My father’s Naples is a twenty-minute documentary that, through archive images and a dry narration, takes us back in time to when the greatest cities were one big family
ORIGINAL TITLE: My father’s Naples. KIND: Documentary. NATION: Italy. FILM DIRECTOR: Alessia Bottone. NARRATORS: Giuseppe Bottone, Valentina Bellè. time: 20 min. PRODUCED BY: Alessia Bottone, Aamod Archive, Istituto Luce Cinecittà, K-Studio. EXIT: 2020.
Since childhood the director, Alessia Bottone, he admired his father looking out the window, wondering what was able to attract his attention so intensely. The answer was given to her by Giuseppe, who from an early age had wanted to get lost traveling, and in those moments he did it with his mind. Looking at the horizon in the same way that one observes a desire, Joseph found the freedom that life sometimes tends to compress.
The premise of my father’s La Napoli is undoubtedly simple, where the surrender is very powerful.

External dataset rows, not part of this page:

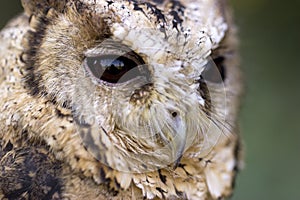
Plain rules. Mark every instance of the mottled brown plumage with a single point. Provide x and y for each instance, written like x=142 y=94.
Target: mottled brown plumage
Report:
x=119 y=100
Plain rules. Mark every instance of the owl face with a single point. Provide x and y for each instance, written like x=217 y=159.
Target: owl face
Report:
x=137 y=77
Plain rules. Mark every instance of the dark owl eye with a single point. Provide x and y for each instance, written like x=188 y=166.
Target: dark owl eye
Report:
x=214 y=71
x=114 y=68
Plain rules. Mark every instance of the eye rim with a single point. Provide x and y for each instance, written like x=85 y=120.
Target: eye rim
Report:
x=215 y=71
x=130 y=56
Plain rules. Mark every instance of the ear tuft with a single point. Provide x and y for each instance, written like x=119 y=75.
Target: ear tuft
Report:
x=41 y=6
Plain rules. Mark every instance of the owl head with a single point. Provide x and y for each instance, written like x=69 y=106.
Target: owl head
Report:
x=145 y=82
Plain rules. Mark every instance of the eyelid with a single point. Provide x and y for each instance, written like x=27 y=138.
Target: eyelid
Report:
x=108 y=47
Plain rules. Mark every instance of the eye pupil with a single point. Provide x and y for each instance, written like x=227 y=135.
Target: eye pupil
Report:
x=215 y=70
x=113 y=68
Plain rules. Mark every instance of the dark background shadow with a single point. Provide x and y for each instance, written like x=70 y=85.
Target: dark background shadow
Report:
x=269 y=32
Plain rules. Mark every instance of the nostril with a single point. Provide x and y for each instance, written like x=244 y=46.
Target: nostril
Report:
x=174 y=114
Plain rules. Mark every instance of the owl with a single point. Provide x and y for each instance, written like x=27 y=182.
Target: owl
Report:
x=114 y=99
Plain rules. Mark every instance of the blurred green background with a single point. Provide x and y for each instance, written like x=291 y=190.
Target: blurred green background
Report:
x=270 y=123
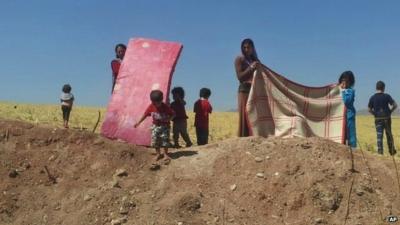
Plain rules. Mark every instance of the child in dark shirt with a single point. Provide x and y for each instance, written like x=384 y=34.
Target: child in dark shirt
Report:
x=381 y=105
x=202 y=108
x=162 y=115
x=180 y=119
x=346 y=81
x=67 y=99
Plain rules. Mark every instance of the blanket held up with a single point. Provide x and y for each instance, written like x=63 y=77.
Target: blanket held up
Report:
x=279 y=107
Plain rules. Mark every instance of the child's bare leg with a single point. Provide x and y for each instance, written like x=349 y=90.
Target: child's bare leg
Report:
x=158 y=154
x=166 y=156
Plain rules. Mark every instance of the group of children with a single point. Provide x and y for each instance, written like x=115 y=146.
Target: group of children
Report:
x=162 y=114
x=381 y=105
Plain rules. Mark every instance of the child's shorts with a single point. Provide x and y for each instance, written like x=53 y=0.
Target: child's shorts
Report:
x=160 y=136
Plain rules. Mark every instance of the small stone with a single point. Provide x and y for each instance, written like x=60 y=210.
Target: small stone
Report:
x=123 y=210
x=119 y=221
x=87 y=198
x=359 y=192
x=258 y=159
x=13 y=173
x=121 y=173
x=98 y=142
x=115 y=183
x=319 y=220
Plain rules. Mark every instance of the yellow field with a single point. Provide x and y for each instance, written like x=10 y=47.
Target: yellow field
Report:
x=222 y=124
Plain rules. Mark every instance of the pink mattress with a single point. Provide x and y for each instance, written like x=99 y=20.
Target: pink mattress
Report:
x=147 y=65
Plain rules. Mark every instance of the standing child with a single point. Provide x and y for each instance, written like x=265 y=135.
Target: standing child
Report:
x=381 y=105
x=347 y=81
x=67 y=99
x=202 y=108
x=116 y=63
x=162 y=115
x=180 y=119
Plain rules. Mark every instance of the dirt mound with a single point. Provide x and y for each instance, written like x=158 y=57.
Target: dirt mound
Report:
x=57 y=176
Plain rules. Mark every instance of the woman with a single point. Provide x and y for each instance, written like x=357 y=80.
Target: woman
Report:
x=116 y=63
x=245 y=66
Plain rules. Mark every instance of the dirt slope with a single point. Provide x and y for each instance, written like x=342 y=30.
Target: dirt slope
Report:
x=92 y=180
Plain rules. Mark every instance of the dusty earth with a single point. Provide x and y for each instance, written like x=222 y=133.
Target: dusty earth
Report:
x=57 y=176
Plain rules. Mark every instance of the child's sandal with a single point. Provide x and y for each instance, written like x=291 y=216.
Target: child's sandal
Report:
x=155 y=166
x=166 y=161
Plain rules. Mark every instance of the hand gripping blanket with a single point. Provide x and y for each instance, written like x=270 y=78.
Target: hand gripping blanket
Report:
x=279 y=107
x=148 y=64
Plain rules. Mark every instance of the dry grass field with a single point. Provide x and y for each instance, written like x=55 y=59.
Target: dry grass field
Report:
x=222 y=124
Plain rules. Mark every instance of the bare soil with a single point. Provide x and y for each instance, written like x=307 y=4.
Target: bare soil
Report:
x=72 y=177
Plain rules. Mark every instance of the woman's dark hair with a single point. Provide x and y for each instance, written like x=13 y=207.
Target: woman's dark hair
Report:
x=120 y=45
x=349 y=76
x=67 y=88
x=380 y=85
x=156 y=96
x=205 y=93
x=250 y=42
x=178 y=91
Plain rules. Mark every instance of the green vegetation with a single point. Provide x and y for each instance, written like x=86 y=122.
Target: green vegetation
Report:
x=223 y=125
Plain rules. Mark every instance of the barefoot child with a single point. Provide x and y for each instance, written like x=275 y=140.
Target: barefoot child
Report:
x=116 y=63
x=67 y=99
x=162 y=115
x=180 y=120
x=202 y=108
x=346 y=82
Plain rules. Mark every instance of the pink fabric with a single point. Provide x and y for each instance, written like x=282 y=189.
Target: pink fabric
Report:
x=283 y=108
x=147 y=65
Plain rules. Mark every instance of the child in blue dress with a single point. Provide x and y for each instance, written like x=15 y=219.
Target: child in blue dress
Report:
x=346 y=81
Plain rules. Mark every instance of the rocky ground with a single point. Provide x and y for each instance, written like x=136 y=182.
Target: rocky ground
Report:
x=57 y=176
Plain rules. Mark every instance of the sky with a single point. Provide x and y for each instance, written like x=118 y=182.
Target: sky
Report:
x=45 y=44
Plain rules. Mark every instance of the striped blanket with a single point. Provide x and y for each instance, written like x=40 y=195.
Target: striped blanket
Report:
x=283 y=108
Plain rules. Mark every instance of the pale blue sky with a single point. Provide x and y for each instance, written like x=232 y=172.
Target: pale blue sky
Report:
x=46 y=43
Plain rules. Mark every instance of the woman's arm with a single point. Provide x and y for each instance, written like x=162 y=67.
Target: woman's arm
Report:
x=348 y=97
x=245 y=74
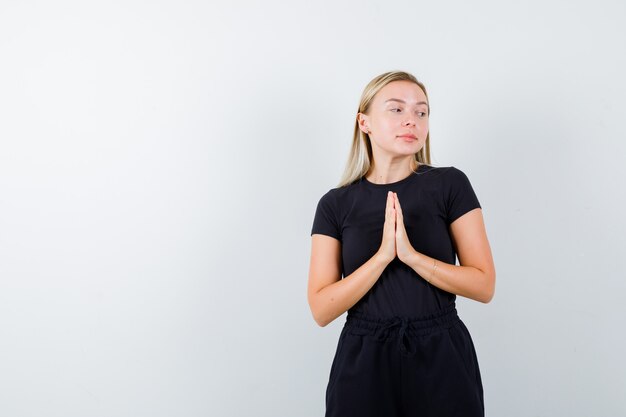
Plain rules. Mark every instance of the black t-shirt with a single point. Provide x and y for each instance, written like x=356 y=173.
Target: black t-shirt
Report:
x=431 y=198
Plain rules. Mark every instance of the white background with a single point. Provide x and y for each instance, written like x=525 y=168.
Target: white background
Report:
x=160 y=163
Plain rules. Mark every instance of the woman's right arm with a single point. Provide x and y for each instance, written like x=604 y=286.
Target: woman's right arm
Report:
x=330 y=296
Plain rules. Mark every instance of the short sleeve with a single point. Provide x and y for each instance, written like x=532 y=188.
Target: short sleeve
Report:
x=459 y=195
x=325 y=221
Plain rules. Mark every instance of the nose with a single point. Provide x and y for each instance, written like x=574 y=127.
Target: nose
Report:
x=409 y=121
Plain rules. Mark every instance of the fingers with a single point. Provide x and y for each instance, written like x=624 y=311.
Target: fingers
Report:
x=397 y=206
x=390 y=212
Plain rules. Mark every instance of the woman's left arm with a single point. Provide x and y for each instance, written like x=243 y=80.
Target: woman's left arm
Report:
x=475 y=278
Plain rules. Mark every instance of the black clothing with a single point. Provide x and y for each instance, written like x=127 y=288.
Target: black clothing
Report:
x=401 y=368
x=431 y=198
x=403 y=351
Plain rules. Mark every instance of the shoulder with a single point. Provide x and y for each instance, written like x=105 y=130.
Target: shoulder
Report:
x=448 y=175
x=337 y=194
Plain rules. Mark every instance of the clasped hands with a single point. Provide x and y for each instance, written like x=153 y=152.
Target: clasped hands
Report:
x=395 y=239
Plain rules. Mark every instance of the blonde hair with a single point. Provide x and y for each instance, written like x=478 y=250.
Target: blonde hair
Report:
x=360 y=157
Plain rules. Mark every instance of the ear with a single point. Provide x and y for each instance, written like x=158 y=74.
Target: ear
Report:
x=364 y=122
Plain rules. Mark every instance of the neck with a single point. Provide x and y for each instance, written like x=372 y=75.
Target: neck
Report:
x=391 y=171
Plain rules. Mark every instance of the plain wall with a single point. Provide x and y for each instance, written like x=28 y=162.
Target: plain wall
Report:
x=160 y=164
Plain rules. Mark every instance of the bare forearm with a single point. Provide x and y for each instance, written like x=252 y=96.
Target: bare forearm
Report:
x=466 y=281
x=335 y=299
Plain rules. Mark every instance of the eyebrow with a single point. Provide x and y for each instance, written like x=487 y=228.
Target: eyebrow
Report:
x=404 y=102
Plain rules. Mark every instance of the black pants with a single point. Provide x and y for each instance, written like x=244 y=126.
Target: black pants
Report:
x=405 y=368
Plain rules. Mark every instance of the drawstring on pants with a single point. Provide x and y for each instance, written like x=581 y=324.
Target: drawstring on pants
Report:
x=406 y=326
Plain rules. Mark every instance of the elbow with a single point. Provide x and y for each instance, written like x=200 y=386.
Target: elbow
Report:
x=490 y=289
x=318 y=316
x=319 y=319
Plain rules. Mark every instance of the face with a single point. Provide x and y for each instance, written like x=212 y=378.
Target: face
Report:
x=397 y=119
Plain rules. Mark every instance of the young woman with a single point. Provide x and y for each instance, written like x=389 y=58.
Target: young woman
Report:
x=393 y=229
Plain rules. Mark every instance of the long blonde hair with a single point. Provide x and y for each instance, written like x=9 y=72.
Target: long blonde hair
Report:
x=360 y=157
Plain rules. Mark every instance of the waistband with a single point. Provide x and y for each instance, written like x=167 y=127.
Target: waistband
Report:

Through archive images, we retrieve the memory of a metropolis that was now fully alive not so long ago on a human scale.
The film moves together with a child who, as he grows up, discovers ever more distant horizons, sometimes too far away. Giuseppe, narrator, describes his Naples and his childhood concentrated in quartiere VICARIA, among the emigrants who crowded the station, Nanninella, Don Mario and his friend Napoleone with whom he explored the city with two taralli in his pockets and many dreams in his head.
Then things change, the parents move to a more affluent neighborhood, Giuseppe’s world becomes more extensive until he no longer represents him. Giuseppe travels, escapes, but the memory of his hometown remains, however far he may be.
Giuseppe’s story focuses on the theme of escape even in a more pragmatic sense. Remember the Italian emigrants to America. The confrontation is merciless with current migrants, who seek their fortune in Europe from the shores of Africa. The fear of the unknown unites the Italian emigrants of the last century with the cardboard suitcase, to the migrants aboard the boats of today.
While the train devours the rails kilometer after kilometer, Alessia manages to understand what her father was thinking and what he saw when he looked out the window: his memories. The return to Naples therefore turns into an opportunity to tell the journey of a lifetime and learn about one’s origins.
We close this review of my father’s La Napoli with one consideration: however far we can go, we always go back to where it all began.
The idea of the film stems from two needs: on the one hand, the need to tell, in a story, the relationship between father and daughter; on the other hand, the desire to focus on the theme of flight, understood by reality but also as a means of survival for migrants and asylum seekers.
From a stylistic point of view, the archive images shape the journey into the past, while those of modern rescues at sea accompany the viewer in a bloody and inevitable dimension. These are the words of the director:
The search for images and their study, which went hand in hand with the reconstruction of memories, made the making of this film the very journey I wanted to tell.